Here's another way of using the extra operands for indirect CALLs.

Oftentimes, objects with virtual functions go to a single common place, that can be predicted early - perhaps at compile time.
However, with separate compilation and linking, the virtual functions may not really be known until link time.
Still, we can talk about having linkers patch the code to provide the possible hints.

But in some situations the virtual functions are not known at link time.
I.e. object inheritance is genuinely being used:
polymorphic objects with different virtual functions for the same method may be in use.

If the objects really are randomly and dynamically polymorphic, there isn't much we can do.

But oftentimes, polymorphism is being used, but is restricted or semi-constant. E.g. you might use a factory to create different polymorphic objects for an interface, but thereafter all instances of that object would be the same. I.e. the default virtual function target is not known at compile or link time, but is constant for the life of the program for objects of that class.

BTBs handle this, but at the cost of one BTB entry per virtual function call.

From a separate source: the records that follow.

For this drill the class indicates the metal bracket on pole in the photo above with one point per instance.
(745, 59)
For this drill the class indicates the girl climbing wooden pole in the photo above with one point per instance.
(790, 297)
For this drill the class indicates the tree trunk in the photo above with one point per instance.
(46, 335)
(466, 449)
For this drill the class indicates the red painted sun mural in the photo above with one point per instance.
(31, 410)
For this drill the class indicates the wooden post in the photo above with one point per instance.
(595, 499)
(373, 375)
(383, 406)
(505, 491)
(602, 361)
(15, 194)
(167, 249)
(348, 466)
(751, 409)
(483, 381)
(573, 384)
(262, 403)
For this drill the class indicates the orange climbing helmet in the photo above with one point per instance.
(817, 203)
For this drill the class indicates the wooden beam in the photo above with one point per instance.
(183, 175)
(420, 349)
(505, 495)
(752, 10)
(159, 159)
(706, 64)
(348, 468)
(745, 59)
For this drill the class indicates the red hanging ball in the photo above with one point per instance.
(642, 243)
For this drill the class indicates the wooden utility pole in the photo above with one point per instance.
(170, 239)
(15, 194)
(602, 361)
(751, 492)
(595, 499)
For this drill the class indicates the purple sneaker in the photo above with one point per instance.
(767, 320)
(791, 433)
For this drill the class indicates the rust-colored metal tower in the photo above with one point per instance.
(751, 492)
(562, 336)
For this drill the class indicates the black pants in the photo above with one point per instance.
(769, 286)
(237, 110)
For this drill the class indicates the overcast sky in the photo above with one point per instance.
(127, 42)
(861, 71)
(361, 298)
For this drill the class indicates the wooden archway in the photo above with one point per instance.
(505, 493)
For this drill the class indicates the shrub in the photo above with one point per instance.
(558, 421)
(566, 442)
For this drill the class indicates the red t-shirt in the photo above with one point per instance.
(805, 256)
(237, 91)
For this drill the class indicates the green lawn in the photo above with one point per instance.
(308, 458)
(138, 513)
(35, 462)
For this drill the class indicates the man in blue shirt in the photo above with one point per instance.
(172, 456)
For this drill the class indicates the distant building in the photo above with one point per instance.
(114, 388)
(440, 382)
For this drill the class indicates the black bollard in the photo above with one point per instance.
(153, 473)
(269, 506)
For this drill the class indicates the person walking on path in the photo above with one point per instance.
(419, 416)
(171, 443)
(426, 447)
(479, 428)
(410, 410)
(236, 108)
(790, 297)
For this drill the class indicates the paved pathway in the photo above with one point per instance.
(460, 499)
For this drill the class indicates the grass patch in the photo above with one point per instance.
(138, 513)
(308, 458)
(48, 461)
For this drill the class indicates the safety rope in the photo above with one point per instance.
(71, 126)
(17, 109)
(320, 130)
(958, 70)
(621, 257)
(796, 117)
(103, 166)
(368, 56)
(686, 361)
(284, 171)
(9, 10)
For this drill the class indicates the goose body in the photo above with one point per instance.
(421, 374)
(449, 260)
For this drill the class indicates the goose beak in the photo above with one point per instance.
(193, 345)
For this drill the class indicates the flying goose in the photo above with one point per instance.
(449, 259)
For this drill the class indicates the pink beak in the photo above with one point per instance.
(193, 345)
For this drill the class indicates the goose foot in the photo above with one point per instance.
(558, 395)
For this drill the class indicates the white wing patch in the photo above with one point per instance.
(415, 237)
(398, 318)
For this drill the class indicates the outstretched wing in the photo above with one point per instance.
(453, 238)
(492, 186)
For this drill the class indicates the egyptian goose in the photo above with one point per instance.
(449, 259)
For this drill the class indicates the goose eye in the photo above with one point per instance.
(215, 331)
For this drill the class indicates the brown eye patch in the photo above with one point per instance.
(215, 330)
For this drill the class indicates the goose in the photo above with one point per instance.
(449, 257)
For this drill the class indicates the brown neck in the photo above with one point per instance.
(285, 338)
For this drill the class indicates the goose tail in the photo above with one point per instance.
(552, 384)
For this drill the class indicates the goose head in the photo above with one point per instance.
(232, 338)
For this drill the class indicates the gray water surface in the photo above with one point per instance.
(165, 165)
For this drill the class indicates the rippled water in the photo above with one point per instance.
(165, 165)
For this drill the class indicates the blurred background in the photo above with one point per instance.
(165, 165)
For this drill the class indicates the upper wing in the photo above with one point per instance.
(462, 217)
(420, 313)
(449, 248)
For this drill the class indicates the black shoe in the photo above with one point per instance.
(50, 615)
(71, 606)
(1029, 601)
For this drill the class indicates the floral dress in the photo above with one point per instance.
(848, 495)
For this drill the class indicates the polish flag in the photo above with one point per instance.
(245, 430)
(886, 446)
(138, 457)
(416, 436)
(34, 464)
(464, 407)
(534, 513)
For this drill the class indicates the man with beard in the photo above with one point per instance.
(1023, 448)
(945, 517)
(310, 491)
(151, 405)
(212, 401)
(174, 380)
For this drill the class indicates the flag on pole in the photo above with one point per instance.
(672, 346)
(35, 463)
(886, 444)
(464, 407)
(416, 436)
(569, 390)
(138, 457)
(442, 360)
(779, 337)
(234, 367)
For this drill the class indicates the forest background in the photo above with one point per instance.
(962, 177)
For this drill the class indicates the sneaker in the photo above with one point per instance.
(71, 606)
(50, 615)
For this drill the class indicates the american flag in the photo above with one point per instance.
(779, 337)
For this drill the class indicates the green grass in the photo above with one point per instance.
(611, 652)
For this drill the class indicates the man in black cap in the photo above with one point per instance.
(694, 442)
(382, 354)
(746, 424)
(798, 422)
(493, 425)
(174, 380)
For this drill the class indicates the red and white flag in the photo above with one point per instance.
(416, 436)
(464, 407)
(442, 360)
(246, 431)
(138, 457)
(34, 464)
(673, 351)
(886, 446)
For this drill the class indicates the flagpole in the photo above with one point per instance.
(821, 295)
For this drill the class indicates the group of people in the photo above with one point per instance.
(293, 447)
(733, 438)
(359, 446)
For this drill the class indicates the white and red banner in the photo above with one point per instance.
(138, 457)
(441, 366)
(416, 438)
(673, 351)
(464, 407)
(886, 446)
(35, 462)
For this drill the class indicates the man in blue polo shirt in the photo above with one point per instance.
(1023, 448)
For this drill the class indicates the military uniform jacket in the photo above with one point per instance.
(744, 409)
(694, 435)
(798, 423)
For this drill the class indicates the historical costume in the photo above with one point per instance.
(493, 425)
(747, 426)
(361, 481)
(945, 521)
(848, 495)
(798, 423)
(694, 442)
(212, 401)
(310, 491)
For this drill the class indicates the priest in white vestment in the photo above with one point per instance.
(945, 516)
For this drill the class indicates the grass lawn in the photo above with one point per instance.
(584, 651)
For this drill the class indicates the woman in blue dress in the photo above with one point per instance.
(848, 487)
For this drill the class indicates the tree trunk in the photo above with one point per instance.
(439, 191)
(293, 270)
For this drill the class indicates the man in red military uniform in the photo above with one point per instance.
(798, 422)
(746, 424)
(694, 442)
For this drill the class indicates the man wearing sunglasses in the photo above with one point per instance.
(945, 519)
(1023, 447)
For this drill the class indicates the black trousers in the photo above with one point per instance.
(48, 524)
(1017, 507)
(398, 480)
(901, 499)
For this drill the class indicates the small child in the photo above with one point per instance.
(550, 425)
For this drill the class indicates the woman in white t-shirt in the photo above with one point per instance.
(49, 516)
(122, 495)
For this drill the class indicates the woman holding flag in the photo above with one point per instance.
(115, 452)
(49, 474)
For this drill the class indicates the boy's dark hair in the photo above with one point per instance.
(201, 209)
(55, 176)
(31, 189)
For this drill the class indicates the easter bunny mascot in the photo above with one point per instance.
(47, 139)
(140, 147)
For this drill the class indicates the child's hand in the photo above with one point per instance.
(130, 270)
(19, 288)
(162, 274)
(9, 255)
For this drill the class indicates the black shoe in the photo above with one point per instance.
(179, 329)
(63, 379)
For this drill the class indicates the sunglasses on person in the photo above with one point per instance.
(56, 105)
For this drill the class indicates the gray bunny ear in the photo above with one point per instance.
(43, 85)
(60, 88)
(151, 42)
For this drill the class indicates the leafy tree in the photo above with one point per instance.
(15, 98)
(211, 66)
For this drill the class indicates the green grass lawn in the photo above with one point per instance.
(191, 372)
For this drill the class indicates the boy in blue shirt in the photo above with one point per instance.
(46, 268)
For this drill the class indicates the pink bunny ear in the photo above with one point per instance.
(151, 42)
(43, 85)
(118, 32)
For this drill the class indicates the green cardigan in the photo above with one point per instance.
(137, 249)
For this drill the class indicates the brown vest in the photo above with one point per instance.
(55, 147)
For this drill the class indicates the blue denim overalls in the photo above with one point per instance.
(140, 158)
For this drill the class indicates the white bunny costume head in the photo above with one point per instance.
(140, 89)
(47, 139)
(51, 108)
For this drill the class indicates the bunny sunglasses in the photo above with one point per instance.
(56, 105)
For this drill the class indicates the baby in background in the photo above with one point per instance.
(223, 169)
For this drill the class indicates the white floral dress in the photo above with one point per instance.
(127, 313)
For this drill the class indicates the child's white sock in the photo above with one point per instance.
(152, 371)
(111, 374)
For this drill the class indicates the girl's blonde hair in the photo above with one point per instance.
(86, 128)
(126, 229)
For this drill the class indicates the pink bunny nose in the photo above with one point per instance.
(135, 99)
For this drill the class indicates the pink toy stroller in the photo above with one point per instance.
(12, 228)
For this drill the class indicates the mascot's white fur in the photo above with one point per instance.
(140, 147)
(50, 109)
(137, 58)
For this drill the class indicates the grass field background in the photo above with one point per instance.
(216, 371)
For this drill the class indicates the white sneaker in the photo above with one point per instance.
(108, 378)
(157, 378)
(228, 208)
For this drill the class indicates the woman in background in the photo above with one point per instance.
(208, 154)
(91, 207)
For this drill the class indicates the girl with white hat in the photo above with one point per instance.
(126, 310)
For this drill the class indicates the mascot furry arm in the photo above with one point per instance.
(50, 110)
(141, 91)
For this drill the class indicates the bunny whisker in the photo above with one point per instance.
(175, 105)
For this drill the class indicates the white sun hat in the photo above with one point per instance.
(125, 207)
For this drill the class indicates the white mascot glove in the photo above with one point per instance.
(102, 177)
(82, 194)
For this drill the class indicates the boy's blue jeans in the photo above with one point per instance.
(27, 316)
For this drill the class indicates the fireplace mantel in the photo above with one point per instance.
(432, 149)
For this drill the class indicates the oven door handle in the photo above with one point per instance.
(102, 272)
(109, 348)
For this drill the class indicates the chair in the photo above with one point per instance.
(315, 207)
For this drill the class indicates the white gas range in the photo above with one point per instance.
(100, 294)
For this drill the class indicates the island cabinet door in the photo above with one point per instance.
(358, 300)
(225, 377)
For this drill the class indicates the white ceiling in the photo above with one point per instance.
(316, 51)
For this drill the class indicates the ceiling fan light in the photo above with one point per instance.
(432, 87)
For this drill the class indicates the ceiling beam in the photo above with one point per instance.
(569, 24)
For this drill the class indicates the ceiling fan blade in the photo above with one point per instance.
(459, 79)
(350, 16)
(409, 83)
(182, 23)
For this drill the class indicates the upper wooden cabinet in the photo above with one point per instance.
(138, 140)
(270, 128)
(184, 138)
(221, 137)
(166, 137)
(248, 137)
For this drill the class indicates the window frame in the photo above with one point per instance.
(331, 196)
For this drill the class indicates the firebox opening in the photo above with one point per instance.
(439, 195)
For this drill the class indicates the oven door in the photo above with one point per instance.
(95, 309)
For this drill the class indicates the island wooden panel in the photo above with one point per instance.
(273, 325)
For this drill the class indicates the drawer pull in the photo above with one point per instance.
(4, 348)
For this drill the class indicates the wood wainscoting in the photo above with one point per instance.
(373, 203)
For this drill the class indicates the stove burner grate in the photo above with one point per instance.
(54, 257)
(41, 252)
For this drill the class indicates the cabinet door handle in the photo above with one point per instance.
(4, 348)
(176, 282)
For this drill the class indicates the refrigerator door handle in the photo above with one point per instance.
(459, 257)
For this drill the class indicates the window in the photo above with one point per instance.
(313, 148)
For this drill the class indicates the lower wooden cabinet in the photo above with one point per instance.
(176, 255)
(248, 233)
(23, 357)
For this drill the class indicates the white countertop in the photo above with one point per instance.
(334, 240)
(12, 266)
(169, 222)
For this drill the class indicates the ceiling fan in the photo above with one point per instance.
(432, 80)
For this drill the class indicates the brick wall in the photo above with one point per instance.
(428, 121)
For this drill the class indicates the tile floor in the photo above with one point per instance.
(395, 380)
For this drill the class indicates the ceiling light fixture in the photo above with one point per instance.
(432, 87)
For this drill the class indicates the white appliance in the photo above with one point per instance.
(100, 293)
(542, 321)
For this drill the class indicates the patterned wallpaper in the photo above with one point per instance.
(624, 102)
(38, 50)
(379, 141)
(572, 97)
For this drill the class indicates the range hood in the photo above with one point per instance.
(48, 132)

Here's a slight;y offbeat idea, slightly new to me: It may be advantageous for a compiler to inject a level of indirection:

Instead of
:...
:CALL (reg)offset // using virtual function table
:...
:CALL (reg)offset // using virtual function table
:...
:CALL (reg)offset // using virtual function table
...

using a separate BTB entry for each


it may be better to do:


:...
:JMP local-virtual-function-proxy-offset // using virtual function table
:...
:JMP local-virtual-function-proxy-offset // using virtual function table

:JMP local-virtual-function-proxy-offset // using virtual function table
:...

with
:local-virtual-function-proxy-offset: // using virtual function table
:: CALL (reg)offset

* PRO: a single BTB entry for the actual CALL
* CON: BTB entries for the jumps
** PRO: the jumps can be decoder predicted if BTB missing
* CON: would have to arrange for all indirect sites to use same register

It may be possible to use the extra operand of an indirect CALL to accomplish the same thing.

Basically, we are trying to establish equivalence classes that might be used to reduce BTB pressure.

The most obvious thing is to put an "equivalence class number" into the indiect CALL, and use that to index an "equibalence class BTB" at decde time.

However [[CALL-INDIRECT-WITH-SKIP]] accomplishes this more flexibly

:CALL-INDIRECT-WITH-SKIP (reg), skip
:: push current-pc + skip
:: pc := reg (or pc := load M[ reg + offset ]
:HINT: use same branch (target) prediction as some other instruction
:skip:

Two new ideas: CALL-INDIRECT-WITH-SKIP and hint to use same prediction as some other instruction.